Com. v. Wiggins, M.

2021 Pa. Super. 57
CourtSuperior Court of Pennsylvania
DecidedApril 1, 2021
Docket672 EDA 2020
StatusPublished
Cited by1 cases

This text of 2021 Pa. Super. 57 (Com. v. Wiggins, M.) is published on Counsel Stack Legal Research, covering Superior Court of Pennsylvania primary law. Counsel Stack provides free access to over 12 million legal documents including statutes, case law, regulations, and constitutions.

Bluebook
Com. v. Wiggins, M., 2021 Pa. Super. 57 (Pa. Ct. App. 2021).

Opinion

J-S52005-20

2021 PA Super 57

COMMONWEALTH OF PENNSYLVANIA : IN THE SUPERIOR COURT OF : PENNSYLVANIA : v. : : : MATTHEW WIGGINS : : Appellant : No. 672 EDA 2020

Appeal from the PCRA Order Entered January 21, 2020 In the Court of Common Pleas of Montgomery County Criminal Division at No(s): CP-46-CR-0001188-2018

BEFORE: PANELLA, P.J., McCAFFERY, J., and STEVENS, P.J.E.

OPINION BY PANELLA, P.J.: Filed: April 1, 2021

Matthew Wiggins appeals from the order entered in the Court of

Common Pleas of Montgomery County that dismissed his first and timely

petition filed pursuant to the Post Conviction Relief Act (“PCRA”). See 42

Pa.C.S.A. §§ 9541-9546. Wiggins asserts his plea counsel was ineffective for

failing to file a Rule 600 motion on his behalf, given that over 365 days had

elapsed between the Commonwealth’s filing of a criminal complaint against

him and his acceptance of a guilty plea. See Pa.R.Crim.P. 600. We affirm.

By way of background, the Commonwealth filed a criminal complaint

against Wiggins on January 11, 2018. Although Wiggins’s case had been

placed on several trial lists throughout the year, Wiggins eventually entered

into a negotiated guilty plea to one count of stalking on January 28, 2019.

____________________________________________

 Former Justice specially assigned to the Superior Court. J-S52005-20

See 18 Pa.C.S.A. § 2709.1(a)(1). The court then sentenced Wiggins to a

sentence of time served (seven days) to seven years of incarceration. Wiggins

did not file a post-sentence motion or direct appeal.

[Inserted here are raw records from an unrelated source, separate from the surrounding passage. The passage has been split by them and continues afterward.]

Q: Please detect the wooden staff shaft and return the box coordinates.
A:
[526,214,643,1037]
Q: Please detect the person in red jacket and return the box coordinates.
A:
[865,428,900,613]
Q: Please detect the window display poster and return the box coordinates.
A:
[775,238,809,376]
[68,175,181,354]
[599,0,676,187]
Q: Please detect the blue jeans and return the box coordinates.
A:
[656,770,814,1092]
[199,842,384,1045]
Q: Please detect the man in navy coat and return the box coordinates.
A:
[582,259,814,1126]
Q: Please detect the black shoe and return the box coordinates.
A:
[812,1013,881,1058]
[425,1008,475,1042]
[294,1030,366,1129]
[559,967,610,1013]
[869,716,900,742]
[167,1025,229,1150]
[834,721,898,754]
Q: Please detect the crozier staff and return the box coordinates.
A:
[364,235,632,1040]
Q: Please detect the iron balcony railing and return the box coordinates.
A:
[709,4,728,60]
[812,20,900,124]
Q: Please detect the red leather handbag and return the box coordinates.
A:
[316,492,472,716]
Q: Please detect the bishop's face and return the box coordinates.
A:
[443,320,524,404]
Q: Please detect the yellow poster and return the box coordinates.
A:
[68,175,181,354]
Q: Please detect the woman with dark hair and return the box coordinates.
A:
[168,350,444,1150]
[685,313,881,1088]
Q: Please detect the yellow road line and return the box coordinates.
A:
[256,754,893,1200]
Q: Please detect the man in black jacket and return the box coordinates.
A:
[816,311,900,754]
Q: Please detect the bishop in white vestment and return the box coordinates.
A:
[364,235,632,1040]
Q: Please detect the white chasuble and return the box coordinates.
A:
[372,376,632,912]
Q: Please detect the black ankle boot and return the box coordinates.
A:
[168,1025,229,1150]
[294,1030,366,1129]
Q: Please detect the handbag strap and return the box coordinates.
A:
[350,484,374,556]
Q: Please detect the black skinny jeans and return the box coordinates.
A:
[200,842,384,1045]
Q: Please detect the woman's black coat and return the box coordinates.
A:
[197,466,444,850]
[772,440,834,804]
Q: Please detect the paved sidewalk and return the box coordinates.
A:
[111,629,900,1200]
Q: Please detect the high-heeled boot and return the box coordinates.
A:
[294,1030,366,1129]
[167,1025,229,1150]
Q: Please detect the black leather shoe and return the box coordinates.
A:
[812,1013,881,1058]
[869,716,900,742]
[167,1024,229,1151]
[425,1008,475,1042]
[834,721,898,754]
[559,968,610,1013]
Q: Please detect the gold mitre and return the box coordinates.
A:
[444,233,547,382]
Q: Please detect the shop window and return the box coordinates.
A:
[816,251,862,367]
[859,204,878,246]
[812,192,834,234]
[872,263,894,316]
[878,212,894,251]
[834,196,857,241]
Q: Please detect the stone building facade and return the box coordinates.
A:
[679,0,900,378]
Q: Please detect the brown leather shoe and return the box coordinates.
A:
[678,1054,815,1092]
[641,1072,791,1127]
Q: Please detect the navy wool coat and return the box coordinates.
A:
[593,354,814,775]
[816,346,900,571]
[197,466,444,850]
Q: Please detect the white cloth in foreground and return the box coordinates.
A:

Several months later, Wiggins filed a pro se PCRA petition, which was

thereafter amended to include an allegation that plea counsel was ineffective

for failing to file a Rule 600 motion. Ultimately, the PCRA court dismissed

Wiggins’s petition without a hearing.

In this appeal, Wiggins raises one issue for our review:

Did the PCRA court err in denying his petition without a hearing because his guilty plea hearing was more than 365 days after the Commonwealth’s filing of a criminal complaint, counsel was ineffective for failing to file a Rule 600 motion, and the Commonwealth did not demonstrate that it was duly diligent in bringing his case to trial?

See Appellant’s Brief, at 3.

Implicitly, Wiggins contends that the PCRA court erred by failing to hold

an evidentiary hearing to both establish the factual basis for his Rule 600 claim

and simultaneously demonstrate his counsel’s ineffectiveness. See id., at 6.

Wiggins asserts that his counsel’s refusal to file a Rule 600 motion effectively

forced him into taking a plea. However, the PCRA court found the

Commonwealth did not violate Wiggins’s Rule 600 rights. As a result, the court

concluded that Wiggins was not entitled to an evidentiary hearing because

there were no genuine issues of material fact. See PCRA Court Opinion,

6/2/20, at 2, 5.

-2- J-S52005-20

We review a PCRA court’s decision to dismiss a petition without a hearing

for an abuse of discretion:

Our review of a PCRA court's decision is limited to examining whether the PCRA court's findings of fact are supported by the record, and whether its conclusions of law are free from legal error. We view the findings of the PCRA court and the evidence of record in a light most favorable to the prevailing party. With respect to the PCRA court's decision to deny a request for an evidentiary hearing, or to hold a limited evidentiary hearing, such a decision is within the discretion of the PCRA court and will not be overturned absent an abuse of discretion.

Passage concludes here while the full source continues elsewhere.